Redrock Canyon Grill
Solid Pours With a Sunset View
Utica Square · Tulsa · American with Southwest flair · Visit Website ↗
Reviewed April 1, 2026
Wingman Metrics
First Impression
The wine list at Redrock Canyon Grill does exactly what it needs to do: it doesn't embarrass itself. Fifty-plus labels, a decent spread across California, France, Italy, and New Zealand, and prices that won't make you do a double-take. For a casual Southwest-leaning grill in Tulsa, this is a wine list that's actually trying.
Selection Deep Dive
The list leans predictably California-heavy — Quilt and Caymus hold down the Napa Cab corner for the crowd that wants a big, familiar red — but there are some genuine bright spots if you look past the obvious. The French presence is modest but respectable: Château de Ségriès Côtes-du-Rhône Rouge is a solid Grenache-driven pick, and the HB Rosé from Les Costières de Pomérols brings a legit Languedoc-Roussillon bottle to a menu that could easily have phoned it in with a Whispering Angel. Oregon and New Zealand get a seat at the table, and the Babich Sauvignon Blanc from Marlborough is a reliable crowd-pleaser. The gap is in depth — no real exploration of single-vineyard or grower-producer territory, and the list doesn't evolve much beyond accessible, brand-recognizable names.
By the Glass
Eighteen by-the-glass options is genuinely generous for this format, and the price spread from $8 to $27 means there's something for every comfort level. The Lunetta Prosecco and Vigneto Moscato d'Asti give the list a lighter, approachable entry point, while the glass program covers enough ground to not feel like a coin flip. Rotation appears minimal — this reads like a list that gets set and stays put.

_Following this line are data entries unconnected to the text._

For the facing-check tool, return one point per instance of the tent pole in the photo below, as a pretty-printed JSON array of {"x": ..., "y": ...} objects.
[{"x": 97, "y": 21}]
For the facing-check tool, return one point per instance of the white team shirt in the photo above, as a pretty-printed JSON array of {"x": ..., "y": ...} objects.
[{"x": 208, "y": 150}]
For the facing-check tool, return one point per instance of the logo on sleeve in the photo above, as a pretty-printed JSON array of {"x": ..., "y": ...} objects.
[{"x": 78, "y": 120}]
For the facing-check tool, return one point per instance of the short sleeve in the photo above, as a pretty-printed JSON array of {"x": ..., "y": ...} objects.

HB Rosé Les Costières de Pomérols — $12
A French rosé retailing around $15 that you're getting for $12 a glass — that's barely above cost and a genuinely well-made Southern France rosé. Order it without overthinking it.
Château de Ségriès Côtes-du-Rhône Rouge
Most people at this table are scanning for Caymus, but the Ségriès is the smarter move — classic Rhône structure, Grenache-forward, and a fraction of the price. It's the kind of bottle that makes you look like you know what you're doing.
Caymus, Napa Valley, CA
Caymus is everywhere, costs a lot, and at $127 (presumably at the top of the bottle range) you're paying heavily for a name that's become more marketing than magic. The Ségriès or even the Quilt will serve you better for the money here.
Château de Ségriès Côtes-du-Rhône Rouge + Bone-in Pork Chops
Rhône Grenache has a natural affinity for roasted, fire-kissed pork — the herbal undertones and medium tannin cut through the fat without steamrolling the meat. It's a no-drama pairing that actually makes both better.
✔️ The Bottom Line
Redrock Canyon Grill isn't a wine destination, but it's a wine-respecting restaurant — and in Tulsa, that counts for something. The markup is surprisingly fair, the glass selection is broad, and if you know where to look on the list, you'll drink well without a second thought.